Careful experiments have shown that birds can learn from each other which predators to mob (indeed, one bird in an experiment was taught by another to "mob" a many-colored plastic bottle, although the mobbing was halfhearted). Therefore one function of mobbing may be educational -- to teach young birds the identity of the enemy. Another may be to alert other birds to the presence of the predator, either getting them to join in the mobbing or protecting them, since a predator is unlikely to be able to sneak up on an alert victim. The original mobber may benefit directly by the predator being moved along, or indirectly if the protected birds are its kin.

Much is lacking in our understanding of mobbing. It is not clear why predators don't simply turn on their tormentors and snatch up one or two of the mobbing birds. If they did, presumably mobbing would quickly disappear; that it persists suggests that surprise is an essential element in raptor hunting

By Paul R. Ehrlich, David S. Dobkin, and Darryl Wheye


Jennifer said...

Surprise is an essential element of bullying. It gives the situation of being bullied a kind of aspect of religious ritual or rite of passage, since those who are bullying know what they are doing, but the target rarely does until much later. So there is a kind of esoteric, secret-society quality that is shared by the bullies, working as a collective group. They revel in their secretive knowledge of their shared designs, because it makes them feel powerful to know something that the target doesn't. The power is in this knowing, and not just in the domination they are trying to assert over the target's life and actions.

Anonymous said...

There is also an element of surprise when/if someone discoveres the extent to which an organisation/company/university are prepared to go to cover up the truth. There is huge surprise when one finds out that moral corruption permeates from top to bottom as everyone toes the line.
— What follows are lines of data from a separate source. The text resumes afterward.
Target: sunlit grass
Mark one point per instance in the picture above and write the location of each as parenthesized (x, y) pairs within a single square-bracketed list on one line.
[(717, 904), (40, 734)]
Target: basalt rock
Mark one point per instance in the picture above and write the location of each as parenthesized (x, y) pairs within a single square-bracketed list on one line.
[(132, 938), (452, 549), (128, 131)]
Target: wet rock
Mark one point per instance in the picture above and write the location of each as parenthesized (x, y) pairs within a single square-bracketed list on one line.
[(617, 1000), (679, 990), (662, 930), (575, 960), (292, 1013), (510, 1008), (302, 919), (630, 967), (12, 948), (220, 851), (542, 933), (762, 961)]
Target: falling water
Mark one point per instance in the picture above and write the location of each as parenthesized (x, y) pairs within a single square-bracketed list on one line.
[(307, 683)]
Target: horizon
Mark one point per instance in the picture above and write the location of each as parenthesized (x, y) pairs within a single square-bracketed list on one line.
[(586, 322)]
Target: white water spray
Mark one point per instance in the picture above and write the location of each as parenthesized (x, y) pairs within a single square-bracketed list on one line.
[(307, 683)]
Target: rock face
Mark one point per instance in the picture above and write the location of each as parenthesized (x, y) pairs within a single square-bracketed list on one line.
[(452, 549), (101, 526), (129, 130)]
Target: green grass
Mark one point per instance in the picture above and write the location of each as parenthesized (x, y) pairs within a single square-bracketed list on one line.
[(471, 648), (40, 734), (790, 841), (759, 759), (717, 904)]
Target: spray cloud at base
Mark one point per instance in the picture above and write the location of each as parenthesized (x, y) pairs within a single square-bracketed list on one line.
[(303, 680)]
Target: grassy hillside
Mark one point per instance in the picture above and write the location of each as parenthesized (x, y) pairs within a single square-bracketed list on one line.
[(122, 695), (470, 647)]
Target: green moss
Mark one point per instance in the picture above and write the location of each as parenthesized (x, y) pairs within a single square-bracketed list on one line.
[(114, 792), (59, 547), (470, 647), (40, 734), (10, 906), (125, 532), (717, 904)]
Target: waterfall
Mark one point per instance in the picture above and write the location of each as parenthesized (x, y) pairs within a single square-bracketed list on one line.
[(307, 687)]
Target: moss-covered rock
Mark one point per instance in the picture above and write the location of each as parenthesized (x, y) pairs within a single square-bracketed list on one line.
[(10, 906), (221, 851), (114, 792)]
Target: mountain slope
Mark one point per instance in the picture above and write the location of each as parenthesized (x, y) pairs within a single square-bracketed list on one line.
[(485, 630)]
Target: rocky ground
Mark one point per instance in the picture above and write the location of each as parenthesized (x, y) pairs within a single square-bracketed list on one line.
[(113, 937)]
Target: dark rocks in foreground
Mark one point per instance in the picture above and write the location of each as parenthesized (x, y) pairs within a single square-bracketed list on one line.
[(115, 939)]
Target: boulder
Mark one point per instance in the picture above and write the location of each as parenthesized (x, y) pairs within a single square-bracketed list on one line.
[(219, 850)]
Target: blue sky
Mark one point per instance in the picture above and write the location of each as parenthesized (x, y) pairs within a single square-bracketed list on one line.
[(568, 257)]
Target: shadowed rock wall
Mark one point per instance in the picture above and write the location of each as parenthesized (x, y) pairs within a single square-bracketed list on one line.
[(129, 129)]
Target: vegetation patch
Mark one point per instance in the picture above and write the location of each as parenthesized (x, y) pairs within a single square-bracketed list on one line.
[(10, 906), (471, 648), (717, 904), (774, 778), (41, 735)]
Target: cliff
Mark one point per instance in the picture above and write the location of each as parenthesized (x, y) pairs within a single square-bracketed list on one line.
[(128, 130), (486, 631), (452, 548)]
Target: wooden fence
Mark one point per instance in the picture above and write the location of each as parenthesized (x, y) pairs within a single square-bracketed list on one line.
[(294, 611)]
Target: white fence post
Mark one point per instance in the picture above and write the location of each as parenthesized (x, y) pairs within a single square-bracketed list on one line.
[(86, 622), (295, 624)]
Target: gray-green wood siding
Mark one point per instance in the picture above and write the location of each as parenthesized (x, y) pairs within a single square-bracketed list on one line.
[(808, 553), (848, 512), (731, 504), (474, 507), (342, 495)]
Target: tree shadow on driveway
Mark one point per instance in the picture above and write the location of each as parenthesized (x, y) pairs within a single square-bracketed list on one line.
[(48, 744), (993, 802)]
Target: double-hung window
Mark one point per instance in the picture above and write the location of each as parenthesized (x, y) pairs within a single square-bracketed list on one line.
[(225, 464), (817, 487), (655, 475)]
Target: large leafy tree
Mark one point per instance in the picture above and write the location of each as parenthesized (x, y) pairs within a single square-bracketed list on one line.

There is also a painful surprise to find out that you have to deal with all of this alone as - surprise,surprise - your close friends and colleagues start to withdraw.

Anonymous said...

Yes this moral corruption is intriguing - where does this come from - why is it that former colleagues and friends move away - stay silent.

What is this power that surrounds bullying?

Why are people so fearful?

People who won't tolerate bullying generally leave - they won't fight bullying.

Where does the bully's power come from?

Why is it that something that is so common in the school playground is also found in universities?

Why are we more successful in addressing bullying amongst children than bullying amongst adults?

We feel safer talking about chn bullying... why?